Right. If you would develop a webbrowser in Python, you should do the
same.

> No one is really angry when
> occasionally chinese chars are displayed cryptically on non-chinese
> computers.

That is not true. Japanese are *frequently* upset when their
characters don't render correctly. They even have a word for that:
moji-bake.

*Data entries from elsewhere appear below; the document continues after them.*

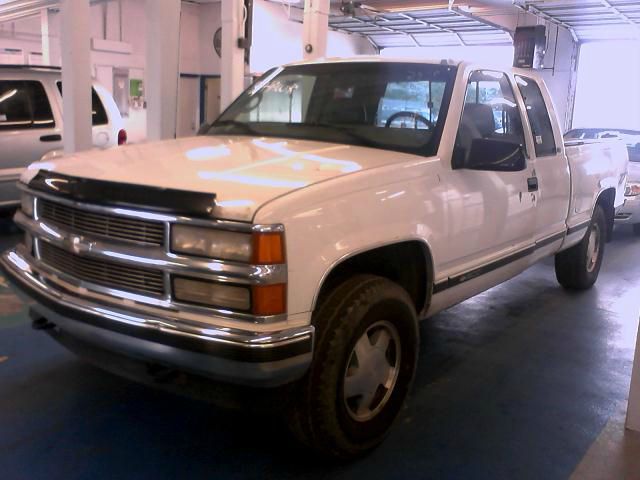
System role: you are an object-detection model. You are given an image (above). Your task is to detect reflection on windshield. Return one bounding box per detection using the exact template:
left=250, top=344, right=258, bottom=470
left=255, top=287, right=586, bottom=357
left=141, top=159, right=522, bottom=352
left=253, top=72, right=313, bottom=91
left=208, top=62, right=456, bottom=158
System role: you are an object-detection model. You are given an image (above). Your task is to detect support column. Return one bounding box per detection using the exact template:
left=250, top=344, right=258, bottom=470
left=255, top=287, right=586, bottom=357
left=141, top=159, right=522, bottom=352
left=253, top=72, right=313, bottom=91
left=220, top=0, right=244, bottom=110
left=302, top=0, right=329, bottom=60
left=40, top=8, right=51, bottom=65
left=627, top=320, right=640, bottom=432
left=144, top=0, right=180, bottom=140
left=60, top=0, right=93, bottom=153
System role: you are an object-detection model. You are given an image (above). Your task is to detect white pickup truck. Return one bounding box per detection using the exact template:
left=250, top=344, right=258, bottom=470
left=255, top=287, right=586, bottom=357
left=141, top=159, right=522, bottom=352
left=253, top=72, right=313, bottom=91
left=0, top=57, right=627, bottom=458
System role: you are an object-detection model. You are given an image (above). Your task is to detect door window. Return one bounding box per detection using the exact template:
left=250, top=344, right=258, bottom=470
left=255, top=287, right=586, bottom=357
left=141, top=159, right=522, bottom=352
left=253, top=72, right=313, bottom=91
left=57, top=82, right=109, bottom=127
left=454, top=70, right=525, bottom=171
left=516, top=75, right=556, bottom=157
left=0, top=80, right=55, bottom=130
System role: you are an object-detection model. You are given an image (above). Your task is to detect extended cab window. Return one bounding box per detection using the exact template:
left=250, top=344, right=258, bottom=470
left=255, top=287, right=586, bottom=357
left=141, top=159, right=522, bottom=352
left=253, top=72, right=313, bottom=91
left=0, top=80, right=55, bottom=130
left=453, top=70, right=525, bottom=171
left=208, top=62, right=456, bottom=156
left=57, top=82, right=109, bottom=127
left=377, top=81, right=446, bottom=130
left=516, top=75, right=556, bottom=157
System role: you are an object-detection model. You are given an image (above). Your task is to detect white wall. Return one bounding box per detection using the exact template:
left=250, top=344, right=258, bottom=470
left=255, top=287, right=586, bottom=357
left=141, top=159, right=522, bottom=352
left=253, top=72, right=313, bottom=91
left=573, top=41, right=640, bottom=130
left=250, top=0, right=377, bottom=73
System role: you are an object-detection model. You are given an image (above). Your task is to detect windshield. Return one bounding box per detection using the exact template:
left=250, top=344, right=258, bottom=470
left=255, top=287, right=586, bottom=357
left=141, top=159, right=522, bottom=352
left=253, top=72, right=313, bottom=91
left=207, top=62, right=456, bottom=156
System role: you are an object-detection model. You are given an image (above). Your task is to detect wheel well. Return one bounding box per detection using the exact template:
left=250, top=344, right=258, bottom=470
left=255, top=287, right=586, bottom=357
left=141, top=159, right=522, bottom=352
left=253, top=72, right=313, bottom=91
left=315, top=240, right=433, bottom=314
left=596, top=188, right=616, bottom=242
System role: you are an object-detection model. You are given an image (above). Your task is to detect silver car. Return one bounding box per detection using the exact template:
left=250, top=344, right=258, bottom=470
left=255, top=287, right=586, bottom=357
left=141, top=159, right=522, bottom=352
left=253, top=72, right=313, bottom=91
left=0, top=65, right=127, bottom=211
left=615, top=141, right=640, bottom=235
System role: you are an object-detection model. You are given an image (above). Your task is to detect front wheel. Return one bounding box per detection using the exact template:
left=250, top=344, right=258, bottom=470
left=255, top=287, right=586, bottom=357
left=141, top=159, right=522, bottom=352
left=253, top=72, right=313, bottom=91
left=555, top=205, right=607, bottom=290
left=289, top=275, right=418, bottom=459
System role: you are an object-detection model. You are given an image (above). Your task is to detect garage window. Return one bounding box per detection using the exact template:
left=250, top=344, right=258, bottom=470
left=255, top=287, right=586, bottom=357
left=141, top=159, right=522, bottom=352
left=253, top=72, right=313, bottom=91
left=516, top=75, right=556, bottom=157
left=57, top=82, right=109, bottom=127
left=0, top=80, right=55, bottom=130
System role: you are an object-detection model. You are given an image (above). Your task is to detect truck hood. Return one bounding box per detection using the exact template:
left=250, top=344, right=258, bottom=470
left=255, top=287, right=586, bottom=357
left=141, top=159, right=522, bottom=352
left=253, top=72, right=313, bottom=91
left=22, top=136, right=408, bottom=221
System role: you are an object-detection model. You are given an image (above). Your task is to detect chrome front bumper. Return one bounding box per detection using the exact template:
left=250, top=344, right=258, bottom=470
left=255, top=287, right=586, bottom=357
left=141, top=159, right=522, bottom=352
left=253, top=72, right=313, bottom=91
left=615, top=195, right=640, bottom=225
left=0, top=249, right=314, bottom=387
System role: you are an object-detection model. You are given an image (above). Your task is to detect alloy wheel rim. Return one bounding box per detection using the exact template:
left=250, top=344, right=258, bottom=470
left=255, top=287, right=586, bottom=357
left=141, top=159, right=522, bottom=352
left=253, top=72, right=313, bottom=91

I assume it is the similar for Chinese.

> * anything is nice-printable in python by default, why not
> unicode-strings!? If the decision for default 'strict' encoding on
> stdout stands, we have at least to discuss about print-repr for
> unicode.

If you want to see this change really badly, you need to write a PEP.

> * on Windows for example the (good) mbcs_encode is anyway tolerant as
> it: unkown chars are mapped to '?' . I never had any objection to this.

Apparently, you haven't been dealing with character sets long enough.
I have seen *a lot* of objections to the way the CP_ACP encoding
deals with errors, e.g.

http://groups.google.com/group/comp.lang.python/msg/dea84298cb2673ef?dmode=source&hl=en

When windows converts these file names in CP_ACP, then the
file names in a directory are not round-trippable. This is
a source of permanent pain.

> * I would also live perfectly with .encode(enc) to run 'replace' by
> default, and 'strict' on demand. None of my apps and scripts would
> break because of this, but win. A programmer is naturally very aware
> when he wants 'strict'. Can you name realistic cases where 'replace'
> behavior would be so critical that a program damages something?

File names. Replace an unencodable filename with a question mark,
and you get a pattern that matches multiple files. For example, do

get_deletable_files.py | xargs rm

and you remove much more files than you want to. Pretty catastrophic.

Regards,
Martin



More information about the Python-list mailing list